Antoine Gélinas-Beaulieu (born May 5, 1992) is a Canadian long track speed skater and short track speed skater. Born in Sherbrooke, Quebec, Gélinas-Beaulieu currently resides in Quebec City. He is currently a member of the national long track team for Canada.

==Career==
The 2009 World Junior Short Track Championships were held in his hometown of Sherbrooke. Antoine won a silver medal in the 1000 m and a bronze in the 1500 m race; this aided his 4th-place finish overall as a 16-year-old. Gélinas-Beaulieu was named Quebec's male national athlete of the year at the 37th annual Sports Québec Gala on December 23, 2009. At the following junior short track championships in 2010 in Taipei he won five silver medals in the 500m, 1000m, 1500m super final, 3000m relay, and the overall silver medal.

Gélinas-Beaulieu also received two bronze medals at the 2010 World Junior Speed Skating Championships in long track.
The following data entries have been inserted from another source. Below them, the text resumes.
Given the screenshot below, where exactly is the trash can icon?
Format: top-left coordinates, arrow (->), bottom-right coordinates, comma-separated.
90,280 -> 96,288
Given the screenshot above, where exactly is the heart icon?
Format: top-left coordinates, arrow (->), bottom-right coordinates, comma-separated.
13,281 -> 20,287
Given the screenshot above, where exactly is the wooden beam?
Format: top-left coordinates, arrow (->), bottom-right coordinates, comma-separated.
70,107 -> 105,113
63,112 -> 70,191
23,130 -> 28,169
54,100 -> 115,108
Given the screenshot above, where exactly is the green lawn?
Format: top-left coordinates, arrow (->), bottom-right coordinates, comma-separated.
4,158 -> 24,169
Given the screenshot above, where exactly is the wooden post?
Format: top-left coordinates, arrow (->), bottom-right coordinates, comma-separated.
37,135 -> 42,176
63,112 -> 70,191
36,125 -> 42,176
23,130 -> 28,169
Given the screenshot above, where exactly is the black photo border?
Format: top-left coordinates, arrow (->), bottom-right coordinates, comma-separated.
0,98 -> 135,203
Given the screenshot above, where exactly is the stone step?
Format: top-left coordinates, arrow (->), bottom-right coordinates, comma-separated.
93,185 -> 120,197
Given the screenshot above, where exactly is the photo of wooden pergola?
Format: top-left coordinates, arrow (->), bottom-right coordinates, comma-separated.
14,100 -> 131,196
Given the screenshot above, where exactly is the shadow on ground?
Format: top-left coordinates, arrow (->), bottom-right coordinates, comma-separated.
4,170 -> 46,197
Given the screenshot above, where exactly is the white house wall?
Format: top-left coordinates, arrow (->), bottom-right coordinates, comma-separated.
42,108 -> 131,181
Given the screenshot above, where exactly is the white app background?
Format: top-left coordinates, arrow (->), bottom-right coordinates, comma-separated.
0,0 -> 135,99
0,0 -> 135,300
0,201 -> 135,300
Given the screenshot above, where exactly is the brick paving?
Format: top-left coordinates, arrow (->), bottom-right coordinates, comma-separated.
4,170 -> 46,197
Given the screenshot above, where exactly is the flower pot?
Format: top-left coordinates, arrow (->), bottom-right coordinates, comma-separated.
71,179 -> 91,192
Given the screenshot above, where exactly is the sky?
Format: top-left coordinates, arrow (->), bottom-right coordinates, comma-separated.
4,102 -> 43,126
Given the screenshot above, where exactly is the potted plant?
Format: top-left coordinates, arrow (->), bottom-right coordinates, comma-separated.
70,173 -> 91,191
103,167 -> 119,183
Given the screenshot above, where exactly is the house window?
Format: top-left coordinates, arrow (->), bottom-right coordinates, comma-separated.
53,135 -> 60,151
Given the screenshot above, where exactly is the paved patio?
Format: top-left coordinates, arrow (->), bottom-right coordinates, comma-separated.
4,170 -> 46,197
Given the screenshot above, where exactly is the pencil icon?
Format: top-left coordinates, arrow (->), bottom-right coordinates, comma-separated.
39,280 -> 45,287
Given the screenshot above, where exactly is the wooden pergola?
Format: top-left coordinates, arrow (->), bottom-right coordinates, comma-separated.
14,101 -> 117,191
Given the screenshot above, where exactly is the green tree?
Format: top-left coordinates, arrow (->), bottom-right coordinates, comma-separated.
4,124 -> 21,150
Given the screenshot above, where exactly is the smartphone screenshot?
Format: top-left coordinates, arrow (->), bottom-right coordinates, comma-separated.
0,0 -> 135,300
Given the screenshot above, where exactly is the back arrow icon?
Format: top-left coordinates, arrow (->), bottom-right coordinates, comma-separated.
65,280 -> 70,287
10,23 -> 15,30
He received the bronze medals in the 1500 m and the 5000 m. He also finished third overall in the competition.

Next he attended the 2011 Canada Winter Games in Halifax, Nova Scotia. There Gélinas-Beaulieu won three gold medals in long track speed skating for Quebec in the 1,500 m, 3,000 m, 5,000 m. His victories came as part of a comeback, as much of the previous season had been lost to him due to being ill from mononucleosis.